I recently received an anonymous letter to the editor. The person wrote he or she is a paramedic working for the BC Ambulance Service, and could not disclose her or his identity for fear of disciplinary action.

I was not under the impression this letter was sent to only me or even written by a local paramedic (it described shift hours that are different than the ones paramedics at the local station work).

Needless to say, I was not surprised to see it crop up in the letters to the editor section of another newspaper, the Comox Valley Record.

The BC Ambulance Service has gone through a number of organizational changes in the last few years, and with administrative overhauls comes an inevitable landslide of criticisms — from people inside the organization and out.

I have no doubt that editor weighed the pros and cons of publishing the anonymous letter for a long time before going ahead with it.

The editor of that newspaper put it well in an online comment: “Readers (and people or groups being criticized) deserve to know who their critics are.”

Eventually, he must have settled on the pros outweighing the cons, and he has seen his comments section become a forum for lively debate on the topic.

However, in a story that ran in last Thursday’s paper about the changes to the federal government’s medical marijuana access rules, I decided to go ahead and keep my source’s name anonymous.

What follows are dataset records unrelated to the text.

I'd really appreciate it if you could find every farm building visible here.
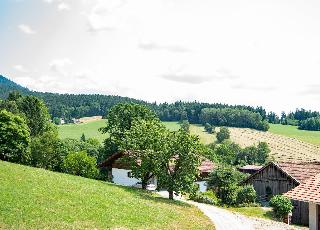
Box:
[238,165,263,174]
[100,152,214,192]
[284,174,320,230]
[243,162,320,225]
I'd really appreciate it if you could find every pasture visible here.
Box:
[269,124,320,145]
[0,161,214,230]
[58,119,107,142]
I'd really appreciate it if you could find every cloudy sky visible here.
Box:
[0,0,320,113]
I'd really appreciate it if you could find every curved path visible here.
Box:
[188,201,307,230]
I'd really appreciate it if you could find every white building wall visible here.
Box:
[309,203,319,230]
[112,168,157,186]
[112,168,140,186]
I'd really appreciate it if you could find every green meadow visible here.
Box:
[0,161,214,230]
[269,124,320,145]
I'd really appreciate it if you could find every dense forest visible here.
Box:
[0,75,320,130]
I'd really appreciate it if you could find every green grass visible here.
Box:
[58,119,107,142]
[269,124,320,145]
[224,207,274,220]
[0,161,214,229]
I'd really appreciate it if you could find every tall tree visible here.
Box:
[156,129,202,199]
[0,110,30,163]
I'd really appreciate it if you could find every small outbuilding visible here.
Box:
[243,162,320,225]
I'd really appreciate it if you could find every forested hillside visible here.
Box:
[0,75,267,128]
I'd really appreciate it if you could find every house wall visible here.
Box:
[309,203,319,230]
[196,181,207,192]
[112,168,141,186]
[112,168,157,186]
[246,164,309,225]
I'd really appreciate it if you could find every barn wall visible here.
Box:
[247,164,297,197]
[292,200,309,225]
[246,164,309,225]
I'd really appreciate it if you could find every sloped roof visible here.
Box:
[284,174,320,204]
[199,159,215,173]
[242,162,320,184]
[277,162,320,183]
[239,165,263,170]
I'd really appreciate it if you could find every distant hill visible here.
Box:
[0,161,214,230]
[0,76,267,125]
[0,75,31,99]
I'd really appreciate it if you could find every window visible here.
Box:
[266,186,272,201]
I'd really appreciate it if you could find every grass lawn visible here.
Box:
[224,207,274,220]
[269,124,320,145]
[0,161,214,230]
[58,119,107,142]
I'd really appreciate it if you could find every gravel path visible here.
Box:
[188,202,307,230]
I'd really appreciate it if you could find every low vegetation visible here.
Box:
[0,161,214,230]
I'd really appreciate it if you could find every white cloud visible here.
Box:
[49,58,72,77]
[84,0,126,32]
[57,2,70,11]
[18,24,36,35]
[138,41,190,53]
[13,65,29,73]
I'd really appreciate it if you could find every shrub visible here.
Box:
[237,185,257,205]
[64,151,98,178]
[189,192,217,205]
[269,195,293,218]
[217,127,230,143]
[0,110,30,164]
[208,167,244,205]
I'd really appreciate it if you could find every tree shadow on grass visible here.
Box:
[101,181,191,207]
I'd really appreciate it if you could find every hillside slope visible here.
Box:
[0,161,214,229]
[229,128,320,161]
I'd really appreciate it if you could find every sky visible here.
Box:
[0,0,320,113]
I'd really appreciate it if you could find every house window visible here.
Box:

Naming a person who uses marijuana for medicinal purposes would out her as a person with a disease and could have potentially embarrassing consequences for her.

There is already plenty of harsh judgement to go around, and I do not feel the need to exacerbate that — especially when not disclosing her name did not detract at all from the value of her insight.

She is, after all, the “person on the street,” if you will, who can provide emotion and colour to a story that, without that interview, would be a bland recap of administrative changes.

Of course, it’s only like that in rare circumstances.

The Canadian Association of Journalists recently released a discussion paper on the related topic of informed consent. The paper asks if journalists have a responsibility to discuss with sources the potential negative consequences of participating in interviews, particularly sources who identify as marginalized or vulnerable.

And the answer, of course, is there is no one answer. It always has been and always will be case dependent.

Journalists should not try to do the work of advocates or social workers. But source sensitivity is a pillar of the interview practice, and potential consequences (positive and negative) often come up organically in the course of interviews, and they’re usually carefully weighed by both parties.